Les autorités rappellent que les marchés cibles définis pour ces produits doivent être suffisamment précis et adaptés aux caractéristiques des instruments ainsi qu’aux profils des investisseurs visés, notamment en matière d’horizon d’investissement, de capacité à supporter des pertes et de tolérance au risque.

Depuis le 1er janvier 2024, les assureurs ont également l’obligation de définir des marchés cibles positifs et négatifs spécifiques pour les unités de compte complexes. Ces informations doivent être transmises aux distributeurs et faire l’objet d’un suivi après commercialisation.

L’étude souligne également l’importance de vérifier les connaissances et l’expérience des clients afin de limiter les risques de commercialisation inadaptée.

Une vigilance renforcée sur l’information des investisseurs

Les autorités ont également constaté des insuffisances dans l’information communiquée aux clients, notamment concernant les frais.

Les manquements relevés concernent la présentation annualisée des coûts, l’absence de distinction claire entre les frais liés au produit et ceux associés au service fourni, ainsi que l’absence de mention spécifique des éventuelles rétrocessions perçues auprès des producteurs des produits.

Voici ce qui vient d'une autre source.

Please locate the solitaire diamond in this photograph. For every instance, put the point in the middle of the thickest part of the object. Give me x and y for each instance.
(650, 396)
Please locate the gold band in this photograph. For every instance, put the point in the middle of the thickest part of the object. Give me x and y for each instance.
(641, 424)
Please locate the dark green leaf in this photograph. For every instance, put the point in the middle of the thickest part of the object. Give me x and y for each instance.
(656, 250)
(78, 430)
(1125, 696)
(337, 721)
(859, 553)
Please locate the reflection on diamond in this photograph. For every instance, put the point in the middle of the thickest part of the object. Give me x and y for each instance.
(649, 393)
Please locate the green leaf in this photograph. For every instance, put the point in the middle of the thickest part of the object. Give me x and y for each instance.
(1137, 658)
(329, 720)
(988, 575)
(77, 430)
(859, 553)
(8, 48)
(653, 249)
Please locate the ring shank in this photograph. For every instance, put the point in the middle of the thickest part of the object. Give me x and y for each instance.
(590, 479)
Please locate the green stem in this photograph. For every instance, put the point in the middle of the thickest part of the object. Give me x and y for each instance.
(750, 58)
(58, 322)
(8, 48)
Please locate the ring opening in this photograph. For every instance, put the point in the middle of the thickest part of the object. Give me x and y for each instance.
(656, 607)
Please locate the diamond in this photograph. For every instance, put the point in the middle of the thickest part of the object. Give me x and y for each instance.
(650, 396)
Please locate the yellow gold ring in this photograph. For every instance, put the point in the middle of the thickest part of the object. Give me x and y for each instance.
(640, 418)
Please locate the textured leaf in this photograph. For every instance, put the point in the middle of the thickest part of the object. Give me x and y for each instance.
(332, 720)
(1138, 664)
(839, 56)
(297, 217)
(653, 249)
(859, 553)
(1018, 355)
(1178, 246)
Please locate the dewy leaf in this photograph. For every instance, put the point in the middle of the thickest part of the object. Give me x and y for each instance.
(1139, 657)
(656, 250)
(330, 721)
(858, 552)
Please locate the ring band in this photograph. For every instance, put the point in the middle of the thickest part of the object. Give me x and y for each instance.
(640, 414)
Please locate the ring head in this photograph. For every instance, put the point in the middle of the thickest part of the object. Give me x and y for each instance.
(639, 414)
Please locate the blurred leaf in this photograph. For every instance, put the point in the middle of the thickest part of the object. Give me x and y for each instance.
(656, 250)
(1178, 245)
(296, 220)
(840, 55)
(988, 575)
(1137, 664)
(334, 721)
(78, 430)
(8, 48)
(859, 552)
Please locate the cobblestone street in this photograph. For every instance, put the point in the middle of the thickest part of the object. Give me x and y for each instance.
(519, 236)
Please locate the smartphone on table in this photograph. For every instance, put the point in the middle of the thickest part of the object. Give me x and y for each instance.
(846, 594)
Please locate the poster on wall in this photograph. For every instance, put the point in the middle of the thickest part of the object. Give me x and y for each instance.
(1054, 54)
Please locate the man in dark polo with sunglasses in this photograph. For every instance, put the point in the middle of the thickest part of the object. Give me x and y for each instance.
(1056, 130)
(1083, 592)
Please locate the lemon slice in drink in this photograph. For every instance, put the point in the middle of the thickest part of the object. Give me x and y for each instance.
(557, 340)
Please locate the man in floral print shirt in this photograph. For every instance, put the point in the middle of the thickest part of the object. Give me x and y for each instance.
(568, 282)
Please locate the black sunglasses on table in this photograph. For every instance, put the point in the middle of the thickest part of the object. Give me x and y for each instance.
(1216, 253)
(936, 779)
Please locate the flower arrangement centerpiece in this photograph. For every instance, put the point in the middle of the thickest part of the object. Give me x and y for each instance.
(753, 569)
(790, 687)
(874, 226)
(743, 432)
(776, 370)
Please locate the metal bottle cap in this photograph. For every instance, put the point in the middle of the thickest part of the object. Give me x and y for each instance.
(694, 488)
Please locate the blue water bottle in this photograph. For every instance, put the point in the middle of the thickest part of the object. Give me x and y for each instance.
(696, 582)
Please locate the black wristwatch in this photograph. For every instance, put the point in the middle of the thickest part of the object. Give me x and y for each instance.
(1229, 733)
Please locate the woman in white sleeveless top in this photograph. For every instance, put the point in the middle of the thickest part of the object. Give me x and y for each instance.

L’ensemble des situations identifiées fait actuellement l’objet d’actions de supervision bilatérales auprès des établissements concernés. L’ACPR et l’AMF indiquent qu’elles poursuivront leurs contrôles sur ce segment de marché.

Les autorités appellent les particuliers à la prudence

Compte tenu de la complexité des produits structurés, le Pôle commun ACPR-AMF rappelle plusieurs points de vigilance à destination des investisseurs particuliers.

Les autorités soulignent que le rendement et les mécanismes éventuels de protection du capital reposent sur des conditions parfois difficiles à comprendre. Elles rappellent également que l’investisseur peut subir une perte partielle ou totale du capital investi selon l’évolution des marchés financiers ou la situation de l’émetteur.

L’ACPR et l’AMF estiment qu’un particulier ne devrait pas investir dans un produit structuré s’il n’est pas en mesure d’en comprendre le fonctionnement, les conditions de performance et les risques associés. Dans ce cadre, elles rappellent le rôle central des distributeurs pour s’assurer que les produits proposés correspondent aux objectifs, au profil de risque et au niveau de compréhension des clients.